While researching a book about global air pollution, I heard one thing again and again from longtime Angelenos: previously you weren’t able to see the mountains that surround the city. Now, they’re the craggy backdrop to everyday life.

Today, Los Angeles’ progress, and the country’s, are at risk as the Trump administration rips up pollution rules and eviscerates the EPA.

But the lessons are clear. Science-based regulation, effectively enforced, is the most powerful tool there is for protecting public health.

CHINA: Plummeting particles

It wasn’t long ago that China was the poster child for dirty air. While it still has a serious problem, things have been changing fast. The shift started in 2011, when Beijing residents noticed pollution readings from the US Embassy’s rooftop monitor, shared on Twitter, were far higher than those put out by the Chinese government. It triggered a social-media uprising that gave leaders a glimpse of public anger about pollution.

Progress has zigged and zagged in response to political and economic pressures. But the overall trajectory is clear: in Beijing, particle pollution has fallen 60 per cent since 2010.

Change started with the creation of a national network of air-quality monitors and the public release of data. Next, the government required factories to install smokestack scrubbers to remove harmful pollutants, capped coal usage and made the world’s biggest-ever investment in wind and solar power.

Now, they’re putting big money into electric cars and buses. China’s immense size means that this investment will have global ripple effects, driving down electric vehicles’ cost and speeding up technological advances.

China is on track to shrink its use of coal far sooner than it promised – good news for the health of its people, and for the climate.
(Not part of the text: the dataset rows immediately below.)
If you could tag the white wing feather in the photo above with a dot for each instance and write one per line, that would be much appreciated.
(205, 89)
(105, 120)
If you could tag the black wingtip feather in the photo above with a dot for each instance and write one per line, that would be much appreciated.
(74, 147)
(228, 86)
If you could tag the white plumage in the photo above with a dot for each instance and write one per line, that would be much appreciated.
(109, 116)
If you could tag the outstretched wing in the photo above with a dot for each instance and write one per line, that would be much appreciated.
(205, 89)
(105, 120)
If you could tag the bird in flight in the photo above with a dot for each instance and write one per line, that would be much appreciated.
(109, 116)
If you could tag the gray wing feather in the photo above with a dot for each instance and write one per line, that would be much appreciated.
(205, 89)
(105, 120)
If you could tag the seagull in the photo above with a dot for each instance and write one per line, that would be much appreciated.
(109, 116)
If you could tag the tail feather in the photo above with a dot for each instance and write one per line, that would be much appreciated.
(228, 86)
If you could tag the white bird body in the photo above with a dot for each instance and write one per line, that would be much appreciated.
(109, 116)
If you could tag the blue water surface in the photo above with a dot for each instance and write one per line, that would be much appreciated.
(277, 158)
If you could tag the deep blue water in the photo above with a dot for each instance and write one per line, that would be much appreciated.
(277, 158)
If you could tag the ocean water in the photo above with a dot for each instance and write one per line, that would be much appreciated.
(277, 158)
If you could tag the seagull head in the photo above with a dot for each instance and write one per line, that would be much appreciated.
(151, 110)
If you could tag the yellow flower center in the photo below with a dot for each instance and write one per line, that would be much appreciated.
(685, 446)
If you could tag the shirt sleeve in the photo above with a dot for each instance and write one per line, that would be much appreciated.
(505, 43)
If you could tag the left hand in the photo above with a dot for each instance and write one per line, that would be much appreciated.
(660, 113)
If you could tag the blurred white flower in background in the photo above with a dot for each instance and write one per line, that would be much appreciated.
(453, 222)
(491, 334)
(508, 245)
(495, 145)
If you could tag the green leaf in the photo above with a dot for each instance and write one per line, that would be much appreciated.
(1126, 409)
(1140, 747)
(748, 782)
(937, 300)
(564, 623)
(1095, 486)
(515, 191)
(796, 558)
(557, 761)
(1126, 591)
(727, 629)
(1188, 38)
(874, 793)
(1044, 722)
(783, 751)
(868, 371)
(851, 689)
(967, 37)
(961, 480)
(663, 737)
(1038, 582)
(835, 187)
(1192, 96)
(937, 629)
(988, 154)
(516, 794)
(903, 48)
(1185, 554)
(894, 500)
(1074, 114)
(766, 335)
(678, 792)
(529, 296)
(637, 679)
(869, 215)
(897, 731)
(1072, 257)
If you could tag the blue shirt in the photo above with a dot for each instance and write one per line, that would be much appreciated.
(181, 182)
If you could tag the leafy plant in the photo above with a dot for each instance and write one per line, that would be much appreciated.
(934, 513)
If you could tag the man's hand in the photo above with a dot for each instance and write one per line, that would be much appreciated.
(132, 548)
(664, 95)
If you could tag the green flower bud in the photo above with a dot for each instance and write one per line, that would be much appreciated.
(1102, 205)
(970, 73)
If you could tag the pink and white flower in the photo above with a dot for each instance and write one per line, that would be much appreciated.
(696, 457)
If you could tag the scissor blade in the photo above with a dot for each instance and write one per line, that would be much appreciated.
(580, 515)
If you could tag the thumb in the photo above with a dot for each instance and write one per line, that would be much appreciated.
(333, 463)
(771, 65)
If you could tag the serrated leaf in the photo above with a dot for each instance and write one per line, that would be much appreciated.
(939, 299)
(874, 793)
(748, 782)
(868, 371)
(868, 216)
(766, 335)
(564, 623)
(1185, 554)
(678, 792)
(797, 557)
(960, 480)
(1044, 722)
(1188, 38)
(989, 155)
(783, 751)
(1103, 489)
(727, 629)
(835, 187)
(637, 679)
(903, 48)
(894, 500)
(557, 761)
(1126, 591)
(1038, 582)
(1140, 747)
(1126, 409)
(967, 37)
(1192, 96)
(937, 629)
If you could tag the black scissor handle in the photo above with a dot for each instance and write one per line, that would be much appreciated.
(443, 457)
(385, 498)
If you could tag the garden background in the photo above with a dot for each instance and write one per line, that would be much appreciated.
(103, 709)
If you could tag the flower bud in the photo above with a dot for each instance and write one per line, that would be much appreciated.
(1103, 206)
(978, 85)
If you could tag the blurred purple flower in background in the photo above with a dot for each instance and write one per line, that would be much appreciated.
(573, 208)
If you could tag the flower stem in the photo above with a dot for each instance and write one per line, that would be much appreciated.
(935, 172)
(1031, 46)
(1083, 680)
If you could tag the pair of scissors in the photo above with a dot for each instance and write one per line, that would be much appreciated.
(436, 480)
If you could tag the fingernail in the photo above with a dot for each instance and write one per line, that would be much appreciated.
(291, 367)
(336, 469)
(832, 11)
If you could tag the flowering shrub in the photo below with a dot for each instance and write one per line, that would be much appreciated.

However, overseas it’s a different story, with China financing massive new coal-fired power plants through its Belt and Road initiative – thought to be the largest infrastructure project in history.

UTRECHT: Backing the bike

The Netherlands is famous as a cyclists’ paradise, but it hasn’t always been so. Back in the 1970s, cars were as dominant there as anywhere else in Europe.
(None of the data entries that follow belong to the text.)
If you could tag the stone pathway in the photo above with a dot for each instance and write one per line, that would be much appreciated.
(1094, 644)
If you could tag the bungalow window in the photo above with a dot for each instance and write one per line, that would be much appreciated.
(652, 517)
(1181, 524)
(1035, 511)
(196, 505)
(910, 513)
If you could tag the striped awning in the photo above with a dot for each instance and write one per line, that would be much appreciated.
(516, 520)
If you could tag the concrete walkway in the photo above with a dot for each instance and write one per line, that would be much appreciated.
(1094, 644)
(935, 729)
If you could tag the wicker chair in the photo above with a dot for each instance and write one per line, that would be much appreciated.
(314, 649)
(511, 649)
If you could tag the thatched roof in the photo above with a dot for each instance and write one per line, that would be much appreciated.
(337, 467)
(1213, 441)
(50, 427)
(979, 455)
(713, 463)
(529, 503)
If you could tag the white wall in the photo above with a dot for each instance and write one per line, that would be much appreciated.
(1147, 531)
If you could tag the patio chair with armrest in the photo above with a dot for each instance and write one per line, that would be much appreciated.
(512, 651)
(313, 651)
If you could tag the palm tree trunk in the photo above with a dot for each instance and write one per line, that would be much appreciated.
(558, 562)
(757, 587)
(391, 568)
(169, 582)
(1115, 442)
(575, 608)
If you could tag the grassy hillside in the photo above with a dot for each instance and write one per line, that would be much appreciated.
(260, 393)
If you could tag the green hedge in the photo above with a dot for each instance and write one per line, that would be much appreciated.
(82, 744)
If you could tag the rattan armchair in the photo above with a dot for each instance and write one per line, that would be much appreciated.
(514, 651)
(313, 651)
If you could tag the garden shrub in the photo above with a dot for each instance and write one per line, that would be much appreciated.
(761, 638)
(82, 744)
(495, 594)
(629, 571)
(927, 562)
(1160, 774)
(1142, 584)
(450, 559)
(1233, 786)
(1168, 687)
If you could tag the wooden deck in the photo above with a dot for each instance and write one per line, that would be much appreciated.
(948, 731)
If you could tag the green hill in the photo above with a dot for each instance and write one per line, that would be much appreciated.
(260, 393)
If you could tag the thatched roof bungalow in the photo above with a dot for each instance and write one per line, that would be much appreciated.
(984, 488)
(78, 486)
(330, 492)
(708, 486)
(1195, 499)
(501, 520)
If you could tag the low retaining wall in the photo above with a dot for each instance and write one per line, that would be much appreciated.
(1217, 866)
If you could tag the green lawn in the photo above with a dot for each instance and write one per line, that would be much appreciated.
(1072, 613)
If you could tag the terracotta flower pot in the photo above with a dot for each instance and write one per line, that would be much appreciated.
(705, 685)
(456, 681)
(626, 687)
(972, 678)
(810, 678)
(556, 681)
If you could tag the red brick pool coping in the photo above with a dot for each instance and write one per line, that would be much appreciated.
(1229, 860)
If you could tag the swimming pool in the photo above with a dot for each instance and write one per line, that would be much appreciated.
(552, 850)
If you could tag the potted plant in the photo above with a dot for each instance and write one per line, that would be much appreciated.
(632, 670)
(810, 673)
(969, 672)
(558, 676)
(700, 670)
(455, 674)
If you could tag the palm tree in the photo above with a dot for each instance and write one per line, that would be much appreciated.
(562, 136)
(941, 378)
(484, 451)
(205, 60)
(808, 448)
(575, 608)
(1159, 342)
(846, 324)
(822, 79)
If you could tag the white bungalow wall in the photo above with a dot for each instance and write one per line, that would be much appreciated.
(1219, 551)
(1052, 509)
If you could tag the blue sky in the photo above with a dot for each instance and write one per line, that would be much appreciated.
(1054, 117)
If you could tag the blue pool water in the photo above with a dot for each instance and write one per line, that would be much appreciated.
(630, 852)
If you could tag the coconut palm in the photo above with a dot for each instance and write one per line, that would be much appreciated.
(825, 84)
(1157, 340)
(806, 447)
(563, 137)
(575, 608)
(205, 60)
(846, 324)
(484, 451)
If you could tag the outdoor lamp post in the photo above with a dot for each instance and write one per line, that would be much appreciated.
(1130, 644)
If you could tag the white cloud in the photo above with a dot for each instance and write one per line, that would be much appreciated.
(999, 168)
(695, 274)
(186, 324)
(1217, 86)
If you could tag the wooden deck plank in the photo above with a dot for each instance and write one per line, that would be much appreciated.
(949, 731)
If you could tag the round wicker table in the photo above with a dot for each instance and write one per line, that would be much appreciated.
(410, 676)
But a broad, grassroots campaign from activists furious about the number of traffic deaths, particularly among children, forced city authorities to prioritize cycling and walking. The resulting changes have been a boon, not just to the state of urban air, but to quality of life more broadly. Nationwide, one study found, cycling prevents 6,500 premature deaths every year and gives the Dutch six extra months of life expectancy.

The medieval city of Utrecht currently ranks third – after Copenhagen and Amsterdam – on an index of the world’s most bike-friendly cities.

Utrecht has boosted its cycling infrastructure, creating protected bike lanes and dedicated cycle routes. The city is building the world’s biggest high-density, car-free residential district for more than 12,000 people. It’s also home to a massive bike-parking facility, with space for 12,500 bicycles, underneath the train station, which is a hub for the Netherlands’ superb rail network.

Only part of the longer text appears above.